U.S. District Judge Freda Wolfson thinks angry Johnson & Johnson ($JNJ) shareholders have a point. The investors raised some "troubling and pervasive" allegations, Wolfson said in a ruling, and they identified "what appears to be serious corporate misconduct on J&J's part."
But that's not enough to support a shareholder derivative suit, Wolfson said. The shareholders didn't provide strong enough evidence that individual directors actually knew about problems at the company and then failed to act. "None of the various types of red flags suggest that the board acted in bad faith," Wolfson wrote (as quoted by Reuters). "While plaintiffs' allegations are disconcerting, they do not contain the (requisite) detail."
Wolfson tossed the suit. Thus ends the shareholders' attempt to hold directors individually accountable for J&J's recent missteps, from manufacturing violations to repeated recalls to marketing allegations that led to a multimillion-dollar settlement with the Justice Department. It's the second bid by J&J shareholders to fail in pursuing allegations against the company's board. Another group called for an investigation, the board set up a special committee to comply, and then the committee found no wrongdoing, as Reuters notes.
Shareholder plaintiffs could sue the board for its records, then amend their complaint to add specifics on their allegations about individual board members, Wolfson suggested.
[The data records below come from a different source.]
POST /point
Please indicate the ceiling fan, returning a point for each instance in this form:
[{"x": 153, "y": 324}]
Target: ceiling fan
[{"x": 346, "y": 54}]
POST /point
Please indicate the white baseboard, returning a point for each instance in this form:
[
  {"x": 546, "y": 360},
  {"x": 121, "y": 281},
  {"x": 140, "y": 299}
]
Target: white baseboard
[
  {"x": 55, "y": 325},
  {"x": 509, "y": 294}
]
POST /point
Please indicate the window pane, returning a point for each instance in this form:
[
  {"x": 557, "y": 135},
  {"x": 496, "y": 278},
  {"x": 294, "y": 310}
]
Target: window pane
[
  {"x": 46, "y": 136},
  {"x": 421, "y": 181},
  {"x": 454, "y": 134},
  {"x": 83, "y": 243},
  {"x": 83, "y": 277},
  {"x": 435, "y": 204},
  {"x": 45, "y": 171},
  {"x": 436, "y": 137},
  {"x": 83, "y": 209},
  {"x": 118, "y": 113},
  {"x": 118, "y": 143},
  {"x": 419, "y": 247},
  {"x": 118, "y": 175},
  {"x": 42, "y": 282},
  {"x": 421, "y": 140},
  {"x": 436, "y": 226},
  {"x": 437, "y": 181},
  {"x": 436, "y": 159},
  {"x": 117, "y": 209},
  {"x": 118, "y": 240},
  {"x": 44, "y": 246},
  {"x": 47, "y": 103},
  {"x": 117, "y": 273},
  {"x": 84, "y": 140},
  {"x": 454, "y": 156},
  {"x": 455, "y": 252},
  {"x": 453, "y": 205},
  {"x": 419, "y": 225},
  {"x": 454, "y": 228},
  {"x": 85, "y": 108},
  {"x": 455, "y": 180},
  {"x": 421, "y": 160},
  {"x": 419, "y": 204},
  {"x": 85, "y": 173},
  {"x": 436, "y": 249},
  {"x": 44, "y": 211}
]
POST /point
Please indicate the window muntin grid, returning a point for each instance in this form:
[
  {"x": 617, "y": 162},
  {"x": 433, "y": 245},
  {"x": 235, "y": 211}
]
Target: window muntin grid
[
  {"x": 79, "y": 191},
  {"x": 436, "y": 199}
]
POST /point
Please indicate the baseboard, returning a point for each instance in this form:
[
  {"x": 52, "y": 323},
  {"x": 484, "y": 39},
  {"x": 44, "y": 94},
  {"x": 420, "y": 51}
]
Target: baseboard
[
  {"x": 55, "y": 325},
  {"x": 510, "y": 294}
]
But she also cautioned that if they failed to prove their case, they might find themselves on the hook for J&J's legal fees.
"We are pleased Judge Wolfson granted our motion to dismiss the consolidated shareholder derivative lawsuit," J&J spokesman William Price told Bloomberg. "We do not agree with the allegations in the complaint and will dispute them in court if and when the case moves forward."